Encontrándolo un día, y queriendo ante todo hacerse escuchar, dirigió la conversación de la siguiente manera: “Glaucón, ¿te has metido en la cabeza eso de gobernar la Ciudad?”
—“Sí, Sócrates”, —contesto.
—“Por Júpiter. es el mejor de los proyectos que hombre pudiera formar; porque está claro que, si llegares a esa meta, te encontrarás con medios para hacer todo lo que deseares, servir a tus amigos, dignificar la casa de tus padres, agrandar la patria. Comenzarás por hacerte un nombre en la Ciudad. después en la Grecia, y tal vez como Temistocles hasta entre los bárbaros. En fin, a cualquiera parte que fueres tendrás los ojos de todos fijos en ti. —En oyendo que oyó Glaucón estas palabras, se engalló y quedóse saboreándolas con placer. —Y Sócrates continuó por términos semejantes: “No es cosa evidente que si deseas ser honrado, has de hacer servicios a la Ciudad?"

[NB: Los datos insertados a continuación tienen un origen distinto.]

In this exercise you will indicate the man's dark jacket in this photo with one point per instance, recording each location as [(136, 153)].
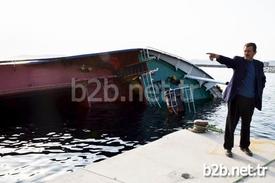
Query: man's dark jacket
[(239, 65)]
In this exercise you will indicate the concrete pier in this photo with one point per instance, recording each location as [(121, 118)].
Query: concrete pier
[(182, 156)]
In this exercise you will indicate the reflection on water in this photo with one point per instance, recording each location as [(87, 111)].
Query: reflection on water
[(39, 149)]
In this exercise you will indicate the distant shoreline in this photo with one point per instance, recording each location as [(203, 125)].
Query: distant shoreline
[(269, 69)]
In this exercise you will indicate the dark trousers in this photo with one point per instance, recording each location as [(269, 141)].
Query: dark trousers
[(239, 107)]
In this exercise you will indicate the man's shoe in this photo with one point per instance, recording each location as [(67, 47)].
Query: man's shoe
[(247, 151), (228, 153)]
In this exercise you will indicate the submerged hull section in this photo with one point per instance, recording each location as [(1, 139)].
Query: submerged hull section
[(121, 76)]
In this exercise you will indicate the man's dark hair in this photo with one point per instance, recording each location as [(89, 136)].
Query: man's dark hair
[(253, 45)]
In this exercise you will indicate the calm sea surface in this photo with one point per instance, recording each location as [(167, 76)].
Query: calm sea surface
[(41, 150)]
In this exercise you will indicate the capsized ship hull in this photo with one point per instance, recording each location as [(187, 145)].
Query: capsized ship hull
[(149, 76)]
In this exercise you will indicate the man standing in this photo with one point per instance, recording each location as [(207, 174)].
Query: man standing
[(243, 94)]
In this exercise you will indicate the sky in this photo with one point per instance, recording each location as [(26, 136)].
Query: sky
[(187, 28)]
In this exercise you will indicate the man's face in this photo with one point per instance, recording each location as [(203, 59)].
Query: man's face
[(248, 52)]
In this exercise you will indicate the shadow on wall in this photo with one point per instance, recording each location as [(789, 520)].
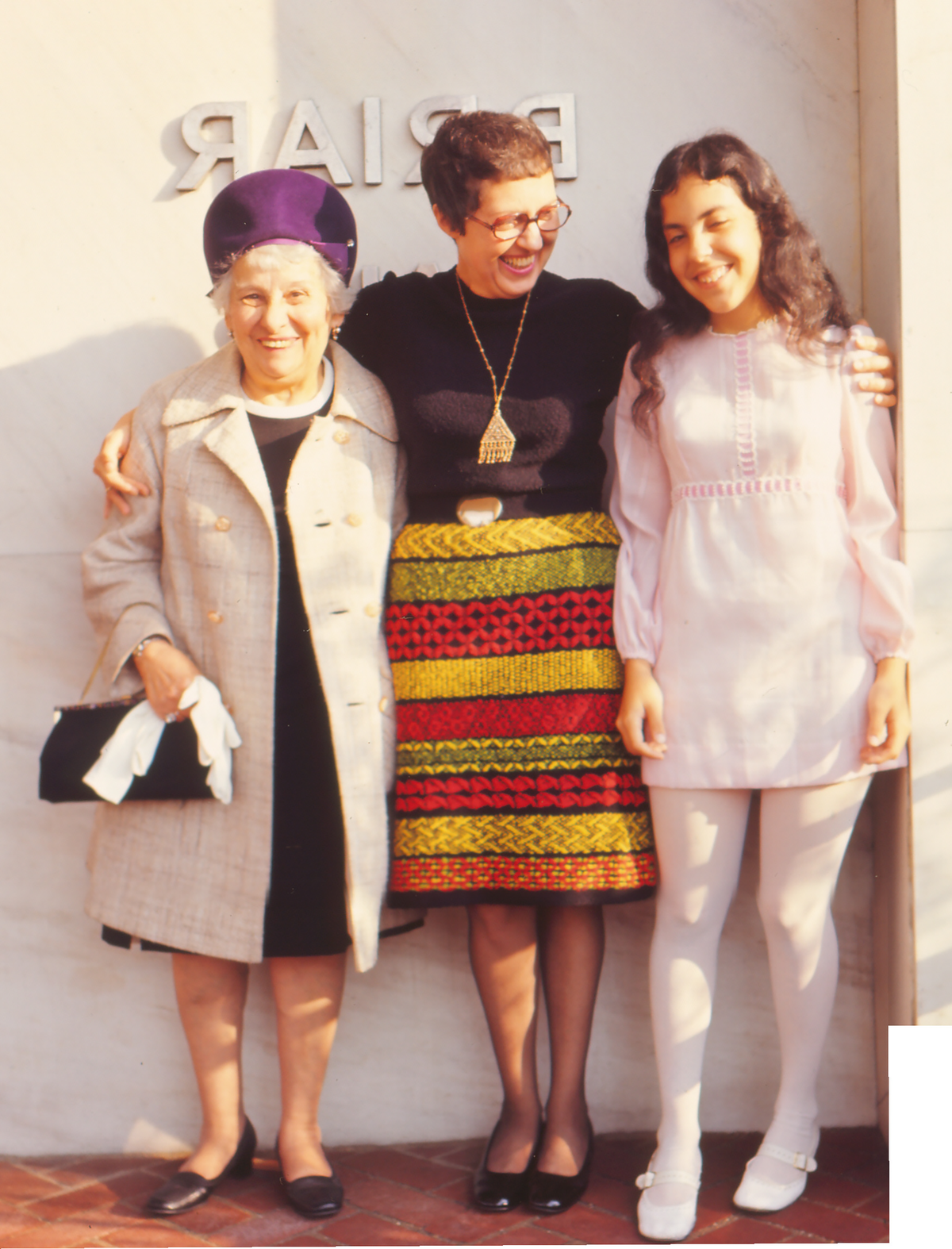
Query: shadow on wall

—“Es claro que sí”, —contestó.
—“Por los Dioses”, —continuó Sócrates diciendo—, “no me ocultes nada, dime cuál es el primer servicio que piensas hacer a la Ciudad.” —Y puesto que Glaucón callaba, buscando en su mente por cuál comenzaría, le dijo Sócrates: “¿No querrías en primer lugar, y a semejanza de si se tratara de enriquecer la casa de un amigo, esforzarte en enriquecer más y más tu Ciudad?”
—"Así es", —contestó.
—"Y ¿no será el mejor medio para conseguirlo aumentar lo más posible los ingresos?”
—"Así es de presumir”, —contestó.
— “Dinos, pues, de dónde provienen los ingresos actuales de la Ciudad y cuál es su monto. Porque es evidente que habrás hecho estudio de este punto a fin de poder con ellos suplir otras entradas más flojas y reemplazar las que vinieren a fallar.”
— “Pues, por Júpiter” : —contestó Glaucón—. “no había pensado en estos puntos.”
—“Puesto que no has pensado en estos, dinos cuando menos cuáles son los gastos de la Ciudad, porque no cabe duda de que piensas disminuir los inútiles.”
—“Pues, por Júpiter”, —dijo Glaucón—, “que tampoco había pensado en esto.”
—“Pues bien: dejemos para otra ocasión el proyecto de enriquecer a la Ciudad; porque, en efecto, ¿cómo podríamos pensar en ello antes de conocer el monto de gastos e ingresos?”
—“Pero, Sócrates”, —dijo Glaucón—, “se puede enriquecer a la Ciudad con los despojos de los enemigos.”
— “Sin duda, sí uno es más fuerte que ellos ; porque, si uno fuera más débil que ellos, no haría sino perder lo que tuviere.”
— “Verdad dices” , —añadió.
—“Quien quiera, pues” , —dijo Sócrates—, “aprovechar la ocasión de hacer una guerra, ha de conocer la fuerza de su propia Ciudad, y la de sus enemigos, a fin de que, si su Ciudad fuera la más fuerte, aconsejarle romper las hostilidades; y, si más débil, persuadirla a que se mantenga a la defensiva.”
—“Hablas correctamente”, —dijo.
—“Dinos, pues, ante todo”, —añadió Sócrates—, “cuáles son las fuerzas de que dispone nuestra Ciudad en mar y en tierra, y después cuáles son las de los enemigos.”
—"Pues, por Júpiter, que no pudiera responderte así de repente.”
—"Pero si hubieres escrito algo sobre este punto”, —dijo Sócrates—, “tráelo, que lo escucharía con muchísimo gusto.”
—"'No, por Júpiter, no he escrito nada sobre él.”
Jenofonte: Recuerdos de Sócrates. Universidad Nacional Autónoma de México, págs. 199-205. México, 1993.